Cointelegraph Hit by Clever Pop-Up Scam: Here’s How It Happened
June 23, 2025, started like any other news day for Cointelegraph until it didn’t. The popular crypto news site was suddenly hit by a cyberattack that caught readers off guard. Anyone landing on the site was met with a pop-up screaming about a “prize” of 50,000 CTG tokens, supposedly worth $5,000. The catch? The token didn’t exist.
The scam’s real aim was to get users to connect their crypto wallets. Behind the scenes, a malicious script was ready to drain funds from anyone who took the bait.
How the Hack Worked
This wasn’t a break-in through Cointelegraph’s servers or editorial tools. Instead, hackers slipped malicious JavaScript into the site via a compromised third-party ad network, a tactic becoming more common in high-profile web hacks.
The code displayed a fake airdrop interface, complete with flashy branding, ticking countdowns, and all the urgency tricks you’d expect from a con artist. Scam Sniffer, a blockchain security firm, later confirmed the rogue ad network was the source of the attack, which appeared globally for readers.
Cointelegraph’s Response
Within hours, the company posted a blunt warning on X (formerly Twitter):
“Do NOT connect your wallet to any popup claiming to offer CTG tokens. Cointelegraph has not issued any token. We’re investigating a breach via third-party scripts.”

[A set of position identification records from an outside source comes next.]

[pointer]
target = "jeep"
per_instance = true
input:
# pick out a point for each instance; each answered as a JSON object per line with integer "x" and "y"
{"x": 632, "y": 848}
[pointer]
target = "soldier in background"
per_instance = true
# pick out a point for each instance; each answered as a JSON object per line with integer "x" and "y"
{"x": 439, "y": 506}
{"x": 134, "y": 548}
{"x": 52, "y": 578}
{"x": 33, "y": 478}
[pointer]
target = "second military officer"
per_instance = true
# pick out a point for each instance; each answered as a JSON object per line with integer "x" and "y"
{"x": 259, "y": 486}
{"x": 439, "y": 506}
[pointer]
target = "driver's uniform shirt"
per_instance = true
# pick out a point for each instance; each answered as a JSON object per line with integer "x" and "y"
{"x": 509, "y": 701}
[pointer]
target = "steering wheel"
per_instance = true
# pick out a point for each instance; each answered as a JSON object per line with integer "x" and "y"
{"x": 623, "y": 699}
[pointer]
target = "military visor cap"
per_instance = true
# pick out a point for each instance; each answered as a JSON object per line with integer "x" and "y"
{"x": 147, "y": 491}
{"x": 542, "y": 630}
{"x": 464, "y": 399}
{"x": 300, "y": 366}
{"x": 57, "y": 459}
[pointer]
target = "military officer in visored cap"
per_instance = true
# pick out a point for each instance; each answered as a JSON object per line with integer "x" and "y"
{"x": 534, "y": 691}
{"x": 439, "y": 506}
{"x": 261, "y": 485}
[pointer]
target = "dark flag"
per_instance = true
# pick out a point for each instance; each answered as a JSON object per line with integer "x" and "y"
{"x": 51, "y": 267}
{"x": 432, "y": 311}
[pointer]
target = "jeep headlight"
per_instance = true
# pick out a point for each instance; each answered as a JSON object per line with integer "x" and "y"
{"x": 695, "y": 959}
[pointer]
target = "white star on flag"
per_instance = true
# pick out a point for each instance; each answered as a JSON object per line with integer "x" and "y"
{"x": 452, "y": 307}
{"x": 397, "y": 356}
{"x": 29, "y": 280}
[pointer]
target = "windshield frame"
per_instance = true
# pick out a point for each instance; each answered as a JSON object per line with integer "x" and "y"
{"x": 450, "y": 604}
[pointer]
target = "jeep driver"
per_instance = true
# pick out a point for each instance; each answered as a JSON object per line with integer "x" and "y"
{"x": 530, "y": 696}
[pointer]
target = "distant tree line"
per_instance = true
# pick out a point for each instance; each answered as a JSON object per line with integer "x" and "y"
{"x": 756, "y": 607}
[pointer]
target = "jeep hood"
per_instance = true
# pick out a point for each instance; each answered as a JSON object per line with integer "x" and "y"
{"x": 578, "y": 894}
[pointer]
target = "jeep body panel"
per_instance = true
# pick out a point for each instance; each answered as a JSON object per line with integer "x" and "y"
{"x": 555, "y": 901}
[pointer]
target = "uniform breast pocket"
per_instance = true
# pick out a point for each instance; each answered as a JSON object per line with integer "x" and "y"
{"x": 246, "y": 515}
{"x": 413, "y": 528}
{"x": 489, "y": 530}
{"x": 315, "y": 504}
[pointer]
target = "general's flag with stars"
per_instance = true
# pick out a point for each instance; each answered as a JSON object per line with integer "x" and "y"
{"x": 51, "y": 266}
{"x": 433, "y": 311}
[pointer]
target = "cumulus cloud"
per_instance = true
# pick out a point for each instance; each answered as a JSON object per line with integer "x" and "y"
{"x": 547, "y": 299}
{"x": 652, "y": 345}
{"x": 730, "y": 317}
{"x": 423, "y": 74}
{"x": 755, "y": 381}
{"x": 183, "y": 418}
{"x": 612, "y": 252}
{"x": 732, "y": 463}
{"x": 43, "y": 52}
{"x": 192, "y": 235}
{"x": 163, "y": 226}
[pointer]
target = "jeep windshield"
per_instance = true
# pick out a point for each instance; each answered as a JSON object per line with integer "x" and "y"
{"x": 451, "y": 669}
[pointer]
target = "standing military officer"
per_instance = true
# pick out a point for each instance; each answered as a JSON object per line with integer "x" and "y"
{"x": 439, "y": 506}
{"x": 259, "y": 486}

The vulnerability was patched quickly, though some users still reported losing funds before the fix went live.
Why It Matters for the Crypto Media Space
This wasn’t just another hack, it’s a wake-up call. Like CoinMarketCap’s incident earlier this year, the attack didn’t target the site’s main codebase at all. It came in through ads. These “Trojan horse” ad network exploits are tricky to spot and often breeze past regular audits.
Hackers also count on trust. Readers assume a site like Cointelegraph is safe, so when something appears on its domain, people are far more likely to click without thinking twice.
How to Spot (and Avoid) a Scam Like This
- No token exists - CTG isn’t listed on CoinGecko, CoinMarketCap, or any blockchain explorer.
- Big promises + timers - Rewards that seem unreal, paired with ticking clocks, are an instant red flag.
- Random wallet prompts - If you didn’t ask for it, don’t approve it.
What Publishers Can Do
- Audit and vet all ad network partners.
- Run ad scripts in isolated sandboxes.
- Use monitoring tools to detect unauthorized script changes.
- Act fast and be transparent as Cointelegraph did to limit harm.
The Bottom Line
The CTG “airdrop” was fiction, but the theft attempt was very real. Hackers piggybacked on trust in a well-known brand to push a wallet-draining scam. Whether you run a crypto site, invest in digital assets, or just read the news, keep your guard up. In crypto, trust can be your biggest vulnerability.